Dosimetry of indigenously developed 106Ru-106Rh ophthalmic plaque

Abstract

PURPOSETo evaluate the dosimetric performance of indigenously developed 106Ru-106Rh ophthalmic plaques for treatment of eye cancer, utilizing Monte Carlo simulation, a custom-built phantom, radiochromic films, and diode detectors. METHODS AND MATERIALS106Ru/106Rh round type eye plaques has been developed from recovered fission product 106Ru, by Bhabha Atomic Research Centre (BARC), India, to treat retinoblastoma and choroidal melanoma. The plaque is made up of three silver layers of purity 99.9%, namely, a 15.8 mm diameter and 0.9 mm thick backing plate, a 13.3 mm diameter and 0.2 mm thick silver substrate that contains 106Ru, and a 0.1 mm thick silver window. The assembly is spherically shaped with a radius of 12 mm and sealed in a controlled environment during the production process. For dosimetry of the plaques, sources with less than 20% non-uniformity in activity distribution were considered.
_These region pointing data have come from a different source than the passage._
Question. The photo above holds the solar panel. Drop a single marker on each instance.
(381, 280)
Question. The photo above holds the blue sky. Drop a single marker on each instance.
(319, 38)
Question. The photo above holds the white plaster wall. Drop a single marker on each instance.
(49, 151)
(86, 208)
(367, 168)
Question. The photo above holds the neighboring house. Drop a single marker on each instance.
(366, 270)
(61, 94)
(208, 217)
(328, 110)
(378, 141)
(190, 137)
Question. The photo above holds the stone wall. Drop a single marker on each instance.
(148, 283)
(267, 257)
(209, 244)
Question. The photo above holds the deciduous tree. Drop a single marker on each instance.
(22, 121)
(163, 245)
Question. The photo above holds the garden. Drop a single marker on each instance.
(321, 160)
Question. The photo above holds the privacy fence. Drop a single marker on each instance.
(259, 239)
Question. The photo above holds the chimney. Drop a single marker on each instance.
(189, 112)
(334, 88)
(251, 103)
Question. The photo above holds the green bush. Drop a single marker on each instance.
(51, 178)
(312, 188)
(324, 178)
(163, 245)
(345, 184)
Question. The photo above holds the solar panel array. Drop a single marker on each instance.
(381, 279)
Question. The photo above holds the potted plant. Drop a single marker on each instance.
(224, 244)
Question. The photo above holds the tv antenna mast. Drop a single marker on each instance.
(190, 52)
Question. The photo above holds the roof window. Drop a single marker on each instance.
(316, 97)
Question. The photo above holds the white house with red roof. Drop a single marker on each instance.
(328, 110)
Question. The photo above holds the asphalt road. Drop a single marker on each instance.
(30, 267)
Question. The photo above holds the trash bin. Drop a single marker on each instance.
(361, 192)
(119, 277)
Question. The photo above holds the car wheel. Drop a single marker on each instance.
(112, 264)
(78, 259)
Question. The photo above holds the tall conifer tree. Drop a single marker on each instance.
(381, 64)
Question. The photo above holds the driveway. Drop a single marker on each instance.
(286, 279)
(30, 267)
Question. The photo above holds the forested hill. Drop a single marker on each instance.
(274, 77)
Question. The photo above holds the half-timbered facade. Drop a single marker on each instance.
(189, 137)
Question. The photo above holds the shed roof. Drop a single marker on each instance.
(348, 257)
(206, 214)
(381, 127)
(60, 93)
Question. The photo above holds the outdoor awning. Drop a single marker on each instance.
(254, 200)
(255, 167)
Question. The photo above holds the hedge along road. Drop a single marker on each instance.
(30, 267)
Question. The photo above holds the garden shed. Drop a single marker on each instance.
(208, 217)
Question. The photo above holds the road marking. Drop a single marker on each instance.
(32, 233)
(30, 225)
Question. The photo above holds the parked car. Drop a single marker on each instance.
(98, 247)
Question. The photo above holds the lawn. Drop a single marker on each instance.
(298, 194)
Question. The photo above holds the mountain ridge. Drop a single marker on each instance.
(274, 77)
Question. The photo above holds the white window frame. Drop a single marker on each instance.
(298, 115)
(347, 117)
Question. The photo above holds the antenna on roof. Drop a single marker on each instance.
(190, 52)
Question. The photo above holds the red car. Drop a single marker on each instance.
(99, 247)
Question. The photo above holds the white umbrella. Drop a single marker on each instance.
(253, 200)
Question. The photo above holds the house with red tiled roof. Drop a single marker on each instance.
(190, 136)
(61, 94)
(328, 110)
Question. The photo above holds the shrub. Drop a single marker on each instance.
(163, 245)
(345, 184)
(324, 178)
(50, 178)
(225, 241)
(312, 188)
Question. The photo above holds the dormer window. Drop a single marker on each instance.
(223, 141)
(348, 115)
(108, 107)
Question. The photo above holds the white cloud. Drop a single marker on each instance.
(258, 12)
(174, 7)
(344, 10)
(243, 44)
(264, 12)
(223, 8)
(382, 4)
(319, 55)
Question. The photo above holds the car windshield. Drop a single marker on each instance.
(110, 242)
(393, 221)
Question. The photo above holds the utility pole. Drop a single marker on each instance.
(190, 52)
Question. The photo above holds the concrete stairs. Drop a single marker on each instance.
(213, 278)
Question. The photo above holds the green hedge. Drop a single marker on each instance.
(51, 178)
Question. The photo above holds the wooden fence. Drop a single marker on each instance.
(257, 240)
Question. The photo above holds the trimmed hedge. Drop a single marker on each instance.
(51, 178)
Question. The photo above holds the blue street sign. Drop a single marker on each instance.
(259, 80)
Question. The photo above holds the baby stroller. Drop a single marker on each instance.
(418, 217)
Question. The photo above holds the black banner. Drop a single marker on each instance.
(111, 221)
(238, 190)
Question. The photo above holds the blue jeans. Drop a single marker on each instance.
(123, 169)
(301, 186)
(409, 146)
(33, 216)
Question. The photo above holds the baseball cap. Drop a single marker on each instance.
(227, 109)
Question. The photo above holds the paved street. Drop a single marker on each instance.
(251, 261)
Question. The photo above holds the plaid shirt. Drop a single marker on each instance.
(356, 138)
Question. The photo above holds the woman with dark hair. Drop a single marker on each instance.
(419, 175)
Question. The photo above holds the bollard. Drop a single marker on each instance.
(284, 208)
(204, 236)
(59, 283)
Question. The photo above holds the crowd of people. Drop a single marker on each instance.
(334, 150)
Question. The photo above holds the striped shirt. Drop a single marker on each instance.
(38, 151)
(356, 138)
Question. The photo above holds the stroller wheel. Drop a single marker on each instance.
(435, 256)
The dosimetry was carried out using Monte Carlo simulation, a custom-built phantom, radiochromic films, and diode detector. In order to validate the accuracy of the dosimetry methodology, dosimetry parameters for a BEBIG CCA type eye plaque (Eckert & Ziegler BEBIG, Berlin, Germany), were generated and compared. RESULTSThe non-uniformity of the activity distribution within the plaque was determined to be within 14%. The absorbed dose rates to water on the central axis at depths of 1 mm and 2 mm were measured as 138.32 mGy/min and 106.26 mGy/min, respectively, with an extrapolated dose at zero depth of 170.70 mGy/min. For BEBIG CCA, these values were found to be 6.8%, 135.32 mGy/min, 103.74 mGy/min, and 172.50 mGy/min, respectively. Monte Carlo simulated and measured percentage depth dose values exhibit good agreement with each other. Additionally, the measured dose rate for the BARC eye plaque closely aligns with the recommended values outlined in the GEC-ESTRO guidelines. CONCLUSIONSThe dosimetry of the indigenously developed 106Ru-106Rh eye plaque was carried out using indigenously designed and developed eye phantom. A robust dosimetry methodology was formulated and rigorously tested against data obtained from a commercially available eye plaque. This cost-effective ophthalmic plaque can be a promising asset in the field of ocular oncology, offering the potential for highly efficient and targeted treatments while minimizing potential harm to healthy ocular structures.